In order to calibrate the performance of sonar systems, the transmitted wave patterns and amplitude, as well as the receive sensitivity of the transducer elements, must be measured in water and compared to measurements taken by calibration equipment. However, there are numerous practical limitations that interfere with the ability to accurately measure the performance of the sonar system.
Larger sonar arrays tend to be many wavelengths across the front of the array. In order to quantify the performance of the array, measurements must be taken at a substantial distance from the array. Larger arrays require the measurements to be taken up to a kilometer away, necessitating an extremely large testing facility.
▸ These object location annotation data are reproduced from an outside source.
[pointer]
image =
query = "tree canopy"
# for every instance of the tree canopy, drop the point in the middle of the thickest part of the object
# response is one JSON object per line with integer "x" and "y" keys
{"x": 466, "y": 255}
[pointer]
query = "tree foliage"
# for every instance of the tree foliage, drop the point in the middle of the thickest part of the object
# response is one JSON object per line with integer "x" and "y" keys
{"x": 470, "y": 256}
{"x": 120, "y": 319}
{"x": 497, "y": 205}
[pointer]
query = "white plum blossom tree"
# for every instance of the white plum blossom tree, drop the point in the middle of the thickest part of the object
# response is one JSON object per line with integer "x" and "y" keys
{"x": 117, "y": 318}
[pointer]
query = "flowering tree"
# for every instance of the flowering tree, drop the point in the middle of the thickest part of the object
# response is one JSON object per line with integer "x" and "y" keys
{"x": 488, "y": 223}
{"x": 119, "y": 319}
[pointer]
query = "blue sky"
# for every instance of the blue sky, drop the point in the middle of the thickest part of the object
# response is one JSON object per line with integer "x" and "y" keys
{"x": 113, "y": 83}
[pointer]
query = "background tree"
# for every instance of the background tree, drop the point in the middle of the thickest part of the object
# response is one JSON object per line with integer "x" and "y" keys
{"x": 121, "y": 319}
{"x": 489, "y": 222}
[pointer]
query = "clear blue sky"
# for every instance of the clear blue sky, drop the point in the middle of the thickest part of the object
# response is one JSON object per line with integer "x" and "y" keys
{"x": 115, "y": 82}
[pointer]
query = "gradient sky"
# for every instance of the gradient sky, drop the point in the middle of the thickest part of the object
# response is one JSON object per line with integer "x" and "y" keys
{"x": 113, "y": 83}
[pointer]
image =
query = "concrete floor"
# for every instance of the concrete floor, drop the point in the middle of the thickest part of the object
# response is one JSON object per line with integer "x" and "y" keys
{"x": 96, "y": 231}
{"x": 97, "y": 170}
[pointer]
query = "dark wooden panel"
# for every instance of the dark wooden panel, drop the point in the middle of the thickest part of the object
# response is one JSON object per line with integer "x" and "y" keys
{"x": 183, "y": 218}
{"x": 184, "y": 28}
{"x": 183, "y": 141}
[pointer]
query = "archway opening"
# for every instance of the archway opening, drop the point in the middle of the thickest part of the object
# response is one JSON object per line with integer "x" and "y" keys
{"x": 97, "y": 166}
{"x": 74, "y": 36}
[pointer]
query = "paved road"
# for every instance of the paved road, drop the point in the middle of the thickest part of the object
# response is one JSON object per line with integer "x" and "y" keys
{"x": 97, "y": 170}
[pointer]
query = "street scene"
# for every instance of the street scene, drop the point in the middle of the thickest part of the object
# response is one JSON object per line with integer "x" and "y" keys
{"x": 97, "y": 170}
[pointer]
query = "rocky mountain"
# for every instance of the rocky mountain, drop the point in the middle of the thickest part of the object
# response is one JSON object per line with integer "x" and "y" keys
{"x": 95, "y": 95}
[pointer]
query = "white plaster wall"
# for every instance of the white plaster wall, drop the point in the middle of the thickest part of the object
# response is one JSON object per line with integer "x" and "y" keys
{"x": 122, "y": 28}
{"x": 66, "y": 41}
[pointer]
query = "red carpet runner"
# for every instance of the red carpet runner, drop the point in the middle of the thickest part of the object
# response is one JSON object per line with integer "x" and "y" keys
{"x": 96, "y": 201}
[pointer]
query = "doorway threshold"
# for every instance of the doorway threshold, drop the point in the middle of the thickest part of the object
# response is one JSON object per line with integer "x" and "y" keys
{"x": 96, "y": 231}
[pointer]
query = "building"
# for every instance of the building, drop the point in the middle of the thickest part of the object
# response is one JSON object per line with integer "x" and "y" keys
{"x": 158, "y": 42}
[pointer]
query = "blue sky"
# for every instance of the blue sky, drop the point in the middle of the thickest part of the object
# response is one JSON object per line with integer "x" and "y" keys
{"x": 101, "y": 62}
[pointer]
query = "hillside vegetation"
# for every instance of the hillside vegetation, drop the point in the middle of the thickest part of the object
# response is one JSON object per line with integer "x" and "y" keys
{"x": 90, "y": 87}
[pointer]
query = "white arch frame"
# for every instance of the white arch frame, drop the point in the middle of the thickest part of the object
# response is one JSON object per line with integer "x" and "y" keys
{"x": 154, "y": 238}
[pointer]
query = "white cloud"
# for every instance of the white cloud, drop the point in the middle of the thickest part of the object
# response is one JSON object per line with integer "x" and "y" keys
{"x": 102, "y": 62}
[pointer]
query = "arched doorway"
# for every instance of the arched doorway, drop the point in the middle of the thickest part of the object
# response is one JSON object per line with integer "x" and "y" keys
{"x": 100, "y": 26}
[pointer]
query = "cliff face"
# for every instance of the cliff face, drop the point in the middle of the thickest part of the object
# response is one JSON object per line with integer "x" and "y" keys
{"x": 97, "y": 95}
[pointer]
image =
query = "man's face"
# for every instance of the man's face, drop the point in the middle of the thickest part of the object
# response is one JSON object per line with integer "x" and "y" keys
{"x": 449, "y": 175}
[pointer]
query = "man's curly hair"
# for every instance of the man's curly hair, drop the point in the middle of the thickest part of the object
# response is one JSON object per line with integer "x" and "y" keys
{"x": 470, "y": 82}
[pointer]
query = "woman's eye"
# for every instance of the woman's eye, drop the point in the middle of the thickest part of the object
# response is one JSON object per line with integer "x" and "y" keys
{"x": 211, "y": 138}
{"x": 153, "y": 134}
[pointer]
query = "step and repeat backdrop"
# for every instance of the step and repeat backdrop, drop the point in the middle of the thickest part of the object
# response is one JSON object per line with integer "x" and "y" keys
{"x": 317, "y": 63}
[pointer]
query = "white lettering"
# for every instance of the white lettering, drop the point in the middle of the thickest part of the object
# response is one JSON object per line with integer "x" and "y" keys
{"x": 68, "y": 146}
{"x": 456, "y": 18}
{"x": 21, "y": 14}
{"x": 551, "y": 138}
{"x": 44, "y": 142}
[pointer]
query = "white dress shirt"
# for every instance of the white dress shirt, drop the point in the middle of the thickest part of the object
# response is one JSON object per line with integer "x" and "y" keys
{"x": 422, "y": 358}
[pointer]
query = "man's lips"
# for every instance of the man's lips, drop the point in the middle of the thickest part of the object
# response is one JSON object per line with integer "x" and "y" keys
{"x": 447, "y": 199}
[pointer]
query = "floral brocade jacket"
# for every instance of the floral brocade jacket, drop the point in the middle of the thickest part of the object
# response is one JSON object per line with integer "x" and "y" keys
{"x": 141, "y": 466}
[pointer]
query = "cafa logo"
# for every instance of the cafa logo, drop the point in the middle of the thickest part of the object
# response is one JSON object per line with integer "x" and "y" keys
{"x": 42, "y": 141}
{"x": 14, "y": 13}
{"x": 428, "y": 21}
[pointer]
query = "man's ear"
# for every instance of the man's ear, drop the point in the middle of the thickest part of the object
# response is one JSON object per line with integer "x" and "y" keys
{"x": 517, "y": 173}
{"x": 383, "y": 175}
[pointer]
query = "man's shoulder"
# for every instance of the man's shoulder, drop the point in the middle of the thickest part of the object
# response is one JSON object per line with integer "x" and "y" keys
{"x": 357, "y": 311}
Sonar array calibration must also take into consideration complicated environmental variations that are regularly encountered in the field. For example, refraction and attenuation can be affected by the salinity and temperature changes of the water. Further, the characteristics of the array may change slightly over time. The sensitivity of the ceramic transducer can change with age. Electronics driving the acoustic array and interpreting the received signal may also drift over time. From a fault tolerance standpoint, it is important to monitor individual elements in the array for possible malfunctions.
The present invention relates to system and method for determining a calibration factor for acoustic arrays in a laboratory against a known standard and then applying the calibration factor in real-time to determine if the array and/or the system to which it is attached has maintained its expected level of performance.